The optical signals respectively output from the semiconductor optical amplifiers 13 and 14 are mixed in the optical coupler 16, and a light beam is generated and output through a waveguide 17, which has a wavelength of λ2 and reduced noise due to interference and signal transcription caused by cross-phase modulation.
In addition, a method for improving an extinction ratio of an optical fiber is disclosed in Japanese Laid Open Patent Application No. 61-9606.
However, in the device using a non-linear loop mirror (NOLM) as illustrated in FIG. 1, because the non-linear optical fiber 2 is used, it is difficult to make the device compact. In addition, because it is required to set the power of the input light beams to be a sufficiently large value, it is difficult to reduce the power of the input light beams.
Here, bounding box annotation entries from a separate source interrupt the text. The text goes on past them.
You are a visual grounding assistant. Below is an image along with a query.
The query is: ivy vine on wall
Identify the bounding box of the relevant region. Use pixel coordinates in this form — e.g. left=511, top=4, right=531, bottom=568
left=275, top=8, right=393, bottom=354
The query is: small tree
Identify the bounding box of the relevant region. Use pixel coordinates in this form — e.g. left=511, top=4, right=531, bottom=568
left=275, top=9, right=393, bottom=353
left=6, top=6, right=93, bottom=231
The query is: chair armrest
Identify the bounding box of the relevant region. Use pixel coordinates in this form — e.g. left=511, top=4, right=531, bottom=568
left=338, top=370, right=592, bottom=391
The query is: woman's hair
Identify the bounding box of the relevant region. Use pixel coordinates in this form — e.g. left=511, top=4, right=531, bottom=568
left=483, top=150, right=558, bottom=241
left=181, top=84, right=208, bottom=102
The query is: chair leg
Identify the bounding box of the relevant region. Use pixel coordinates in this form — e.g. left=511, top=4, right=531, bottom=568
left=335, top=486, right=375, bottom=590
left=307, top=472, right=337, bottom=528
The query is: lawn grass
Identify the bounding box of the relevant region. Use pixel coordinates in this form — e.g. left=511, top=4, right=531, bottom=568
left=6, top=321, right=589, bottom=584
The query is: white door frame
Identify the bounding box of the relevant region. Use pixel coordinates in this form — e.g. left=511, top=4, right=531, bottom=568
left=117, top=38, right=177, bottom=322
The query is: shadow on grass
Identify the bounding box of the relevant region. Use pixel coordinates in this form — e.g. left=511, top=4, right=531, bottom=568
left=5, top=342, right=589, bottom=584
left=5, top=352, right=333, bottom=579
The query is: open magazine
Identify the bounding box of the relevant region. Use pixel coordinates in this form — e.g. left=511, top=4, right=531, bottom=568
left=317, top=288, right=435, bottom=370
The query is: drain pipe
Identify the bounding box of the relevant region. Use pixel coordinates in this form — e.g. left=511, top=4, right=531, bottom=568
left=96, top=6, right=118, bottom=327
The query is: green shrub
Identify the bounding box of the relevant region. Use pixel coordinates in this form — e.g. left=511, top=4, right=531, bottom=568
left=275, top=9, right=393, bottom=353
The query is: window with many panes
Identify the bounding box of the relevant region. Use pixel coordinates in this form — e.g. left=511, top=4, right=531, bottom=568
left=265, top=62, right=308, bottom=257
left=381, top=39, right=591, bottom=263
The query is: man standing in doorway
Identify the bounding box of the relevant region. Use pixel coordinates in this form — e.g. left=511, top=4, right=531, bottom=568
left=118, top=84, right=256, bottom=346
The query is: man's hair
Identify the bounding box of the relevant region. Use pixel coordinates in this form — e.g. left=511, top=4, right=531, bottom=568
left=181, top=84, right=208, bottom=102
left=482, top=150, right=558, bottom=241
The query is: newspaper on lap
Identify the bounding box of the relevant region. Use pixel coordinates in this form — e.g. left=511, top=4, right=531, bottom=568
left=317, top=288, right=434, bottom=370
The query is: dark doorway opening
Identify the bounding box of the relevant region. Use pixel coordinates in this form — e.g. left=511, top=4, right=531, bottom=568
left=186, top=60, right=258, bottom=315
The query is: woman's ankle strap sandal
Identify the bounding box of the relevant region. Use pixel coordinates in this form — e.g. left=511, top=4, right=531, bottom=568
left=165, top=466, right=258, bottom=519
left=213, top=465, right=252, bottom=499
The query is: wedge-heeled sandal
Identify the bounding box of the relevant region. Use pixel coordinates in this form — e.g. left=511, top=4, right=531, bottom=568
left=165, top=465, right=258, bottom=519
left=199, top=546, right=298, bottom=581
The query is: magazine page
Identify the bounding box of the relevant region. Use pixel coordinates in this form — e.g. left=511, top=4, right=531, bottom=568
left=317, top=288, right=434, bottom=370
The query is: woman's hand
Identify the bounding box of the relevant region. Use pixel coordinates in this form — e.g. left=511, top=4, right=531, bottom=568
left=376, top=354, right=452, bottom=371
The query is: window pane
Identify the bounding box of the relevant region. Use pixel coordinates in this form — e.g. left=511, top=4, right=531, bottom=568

Further, in the device using a wavelength converter as illustrated in FIG. 2, when the frequency of the input signal is higher than 10 GHz, input/output performance of the device degrades, and it becomes difficult to output signals having the same wavelength obtained by converting the input signals, hence, such a device is not suitable for use of improving the S/N ratio of an optical signal.